В этом первом томе мемуаров П. П. Семенова, много говорится между прочим о нашем роде, к которому Семеновы принадлежат по женской линии, и в частности об Анне Петровне Буниной. Совсем недавно была и ее годовщина — столетие со времени ее смерти. Годовщина эта тоже никому не вспомнилась, а меж тем заслуживала бы и она того. Если принять во внимание время, в которое жила Бунина, нельзя не согласиться с теми, которые называли ее одной из замечательных русских женщин. Помимо мемуаров П. П. Семенова, сведения о ней можно найти еще в одной давней статье, принадлежащей Александру Павловичу Чехову. Теперь, говорит он, имя Буниной встречается только в истории литературы да и то потому, может быть, что портрет ее еще доныне висит в стенах Академии наук. Но в свою пору оно было очень известно, стихи Буниной читались образованной публикой с большой охотой, расходились быстро и вызывали восторженные отзывы критики. Их хвалил сам Державин, публично читал Крылов, ими восторгался Дмитриев, бывший ближайшим другом Буниной. Греч говорил, что Бунина «занимает отличное место в числе современных писателей и первое между писательницами России», а Н. М. Карамзин прибавлял: «Ни одна женщина не писала у нас так сильно, как Бунина». Императрица Елизавета Алексеевна пожаловала ей золотую лиру, осыпанную бриллиантами, «для ношения в торжественных случаях», Александр Благословенный назначил ей крупную пожизненную пенсию, Российская Академия наук издала собрание ее сочинений. Слава ее кончилась с ее смертью и все-таки даже сам Белинский лестно вспоминал ее в своих литературных обзорах.

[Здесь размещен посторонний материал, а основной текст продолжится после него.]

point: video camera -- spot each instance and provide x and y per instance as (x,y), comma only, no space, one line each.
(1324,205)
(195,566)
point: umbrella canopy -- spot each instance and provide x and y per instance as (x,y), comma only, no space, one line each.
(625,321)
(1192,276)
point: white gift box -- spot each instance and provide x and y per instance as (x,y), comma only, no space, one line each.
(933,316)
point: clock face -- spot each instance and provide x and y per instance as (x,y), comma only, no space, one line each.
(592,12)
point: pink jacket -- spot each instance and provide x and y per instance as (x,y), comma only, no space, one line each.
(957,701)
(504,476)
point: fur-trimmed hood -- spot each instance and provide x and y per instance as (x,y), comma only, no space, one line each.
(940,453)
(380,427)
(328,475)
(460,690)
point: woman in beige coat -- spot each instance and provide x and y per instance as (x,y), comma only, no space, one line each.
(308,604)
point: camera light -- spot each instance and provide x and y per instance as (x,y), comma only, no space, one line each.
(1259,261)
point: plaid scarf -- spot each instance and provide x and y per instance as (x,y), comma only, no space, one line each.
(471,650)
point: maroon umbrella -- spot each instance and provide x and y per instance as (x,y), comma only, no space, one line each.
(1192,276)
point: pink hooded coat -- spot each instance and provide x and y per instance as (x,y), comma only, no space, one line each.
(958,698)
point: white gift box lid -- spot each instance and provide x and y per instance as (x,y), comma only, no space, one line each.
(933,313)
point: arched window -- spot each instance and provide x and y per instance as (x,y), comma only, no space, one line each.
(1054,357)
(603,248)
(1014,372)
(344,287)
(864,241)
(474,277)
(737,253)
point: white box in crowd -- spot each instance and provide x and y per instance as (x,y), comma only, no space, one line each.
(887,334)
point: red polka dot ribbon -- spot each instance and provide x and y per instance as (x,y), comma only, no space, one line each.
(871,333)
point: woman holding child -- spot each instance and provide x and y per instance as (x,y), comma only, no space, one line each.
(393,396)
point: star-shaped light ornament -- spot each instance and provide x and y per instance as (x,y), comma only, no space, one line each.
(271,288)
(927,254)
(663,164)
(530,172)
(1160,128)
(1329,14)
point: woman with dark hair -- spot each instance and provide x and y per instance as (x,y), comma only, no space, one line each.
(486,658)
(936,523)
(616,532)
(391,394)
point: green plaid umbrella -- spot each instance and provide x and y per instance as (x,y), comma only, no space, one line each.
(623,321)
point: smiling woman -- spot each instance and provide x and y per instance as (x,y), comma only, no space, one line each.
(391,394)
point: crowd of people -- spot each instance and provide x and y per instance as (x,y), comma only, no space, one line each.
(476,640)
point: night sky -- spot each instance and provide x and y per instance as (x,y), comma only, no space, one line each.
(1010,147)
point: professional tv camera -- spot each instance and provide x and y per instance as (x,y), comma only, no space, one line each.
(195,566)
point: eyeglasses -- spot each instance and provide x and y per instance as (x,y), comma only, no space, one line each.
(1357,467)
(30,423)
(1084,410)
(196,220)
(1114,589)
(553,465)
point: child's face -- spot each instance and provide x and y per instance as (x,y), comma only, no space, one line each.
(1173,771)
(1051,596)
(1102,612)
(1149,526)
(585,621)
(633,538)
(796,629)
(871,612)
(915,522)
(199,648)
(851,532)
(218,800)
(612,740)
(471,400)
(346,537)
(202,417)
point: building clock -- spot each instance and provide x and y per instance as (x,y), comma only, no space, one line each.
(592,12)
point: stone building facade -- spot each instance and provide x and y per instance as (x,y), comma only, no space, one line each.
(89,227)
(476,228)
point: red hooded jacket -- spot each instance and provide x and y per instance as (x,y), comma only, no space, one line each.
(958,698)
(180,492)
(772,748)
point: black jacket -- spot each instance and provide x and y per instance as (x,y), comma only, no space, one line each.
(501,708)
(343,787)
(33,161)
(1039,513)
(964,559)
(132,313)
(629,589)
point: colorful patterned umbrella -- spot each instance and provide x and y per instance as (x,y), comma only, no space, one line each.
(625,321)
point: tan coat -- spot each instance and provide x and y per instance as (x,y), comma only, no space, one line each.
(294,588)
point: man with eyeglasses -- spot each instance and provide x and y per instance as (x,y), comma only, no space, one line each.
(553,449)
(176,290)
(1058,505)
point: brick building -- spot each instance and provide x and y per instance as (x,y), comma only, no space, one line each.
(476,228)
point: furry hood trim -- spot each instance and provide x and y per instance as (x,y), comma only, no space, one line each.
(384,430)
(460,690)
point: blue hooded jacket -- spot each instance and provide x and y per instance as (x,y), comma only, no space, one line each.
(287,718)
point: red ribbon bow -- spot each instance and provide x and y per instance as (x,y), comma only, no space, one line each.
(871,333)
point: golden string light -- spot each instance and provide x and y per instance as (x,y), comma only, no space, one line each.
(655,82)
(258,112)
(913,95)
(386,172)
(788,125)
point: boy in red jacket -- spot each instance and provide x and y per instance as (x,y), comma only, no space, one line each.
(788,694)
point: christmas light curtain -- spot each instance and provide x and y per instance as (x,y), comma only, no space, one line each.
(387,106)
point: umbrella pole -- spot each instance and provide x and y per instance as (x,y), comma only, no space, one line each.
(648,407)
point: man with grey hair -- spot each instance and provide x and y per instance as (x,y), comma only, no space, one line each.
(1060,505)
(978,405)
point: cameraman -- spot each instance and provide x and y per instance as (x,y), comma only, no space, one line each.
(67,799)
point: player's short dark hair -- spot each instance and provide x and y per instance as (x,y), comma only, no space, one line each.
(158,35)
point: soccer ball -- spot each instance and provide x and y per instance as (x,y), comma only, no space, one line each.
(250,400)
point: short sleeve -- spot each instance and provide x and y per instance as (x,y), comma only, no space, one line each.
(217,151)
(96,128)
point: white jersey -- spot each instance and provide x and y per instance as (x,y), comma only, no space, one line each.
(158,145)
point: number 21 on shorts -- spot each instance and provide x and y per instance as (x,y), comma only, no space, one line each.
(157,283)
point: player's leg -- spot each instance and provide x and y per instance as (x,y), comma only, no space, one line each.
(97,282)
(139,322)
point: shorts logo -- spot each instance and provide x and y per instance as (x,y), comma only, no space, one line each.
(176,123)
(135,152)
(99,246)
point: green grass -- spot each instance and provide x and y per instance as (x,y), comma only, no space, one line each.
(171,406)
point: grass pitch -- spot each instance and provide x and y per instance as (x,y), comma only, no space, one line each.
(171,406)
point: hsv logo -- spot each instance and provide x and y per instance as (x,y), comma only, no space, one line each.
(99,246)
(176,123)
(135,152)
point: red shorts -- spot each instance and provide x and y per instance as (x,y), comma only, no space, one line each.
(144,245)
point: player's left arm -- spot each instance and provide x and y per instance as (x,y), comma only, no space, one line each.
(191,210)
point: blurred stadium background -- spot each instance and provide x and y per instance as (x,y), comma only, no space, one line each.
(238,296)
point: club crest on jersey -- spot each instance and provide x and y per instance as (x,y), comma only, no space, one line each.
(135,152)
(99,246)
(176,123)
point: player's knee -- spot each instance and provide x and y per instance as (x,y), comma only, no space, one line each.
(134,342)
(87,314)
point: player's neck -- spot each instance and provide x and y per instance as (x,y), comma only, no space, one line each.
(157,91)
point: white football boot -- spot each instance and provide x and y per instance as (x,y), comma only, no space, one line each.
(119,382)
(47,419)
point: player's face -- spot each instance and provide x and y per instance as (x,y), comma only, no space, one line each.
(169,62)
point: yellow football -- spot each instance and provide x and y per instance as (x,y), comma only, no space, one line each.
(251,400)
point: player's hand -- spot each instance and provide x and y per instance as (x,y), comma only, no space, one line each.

Отец А. П. был владельцем известного села Урусова, в Рязанской губернии. Там и родилась А. П. — в 1774 году. П. П. Семенов говорит, что отец дал трем ее братьям чрезвычайно хорошее по тому времени воспитание. Старший принадлежал к образованнейшим людям своего века, прекрасно знал многие иностранные языки, состоял в масонской ложе; младшие служили во флоте, причем один из них, во время войны Екатерины II со шведами, попал в плен и был определен шведским королем в Упсальский университет, где и окончил свое образование. На долю А. П. выпала впоследствии большая честь — она стала членом Российской Академии наук. А меж тем первоначальное ее образование было более чем скудно, ибо образование девиц считалось тогда ненужной роскошью. Образования она достигла в силу своей собственной воли и желания, после того, как ее старший брат стал возить ее в Москву и ввел ее в круг своих друзей из литературного и вообще просвещенного общества. Тут она встретилась и сблизилась между прочим с Мерзляковым, Капнистом, князем А. А. Шаховским, Воейковым, В. А. Жуковским, В. Л. Пушкиным. В последующее время на ее развитие имели большое влияние Н. И. Новиков и Карамзин, «которому больше всего и обязана она была в своем правильном и изящном литературном языке». Она зачитывалась «Московским журналом», выходившим под его издательством, потом встречалась с ним в обществе, носившем название «Беседы любителей русского слова». Общество это организовалось в Петербурге в 1811 году. В нем было 24 действительных и 33 почетных члена, в число которых была избрана и А. П. Основателем «Беседы» был Шишков и состояли в ней Крылов, Державин, Шаховской, Капнист, Озеров и даже сам Сперанский. Цель ее была — «противодействие тем нововведениям, которые вносил в русский язык Карамзин, проведение в жизнь подражания образцам славянского языка, преследование карамзинского направления, — и весьма курьезно было то, что и сам преследуемый Карамзин был ее членом».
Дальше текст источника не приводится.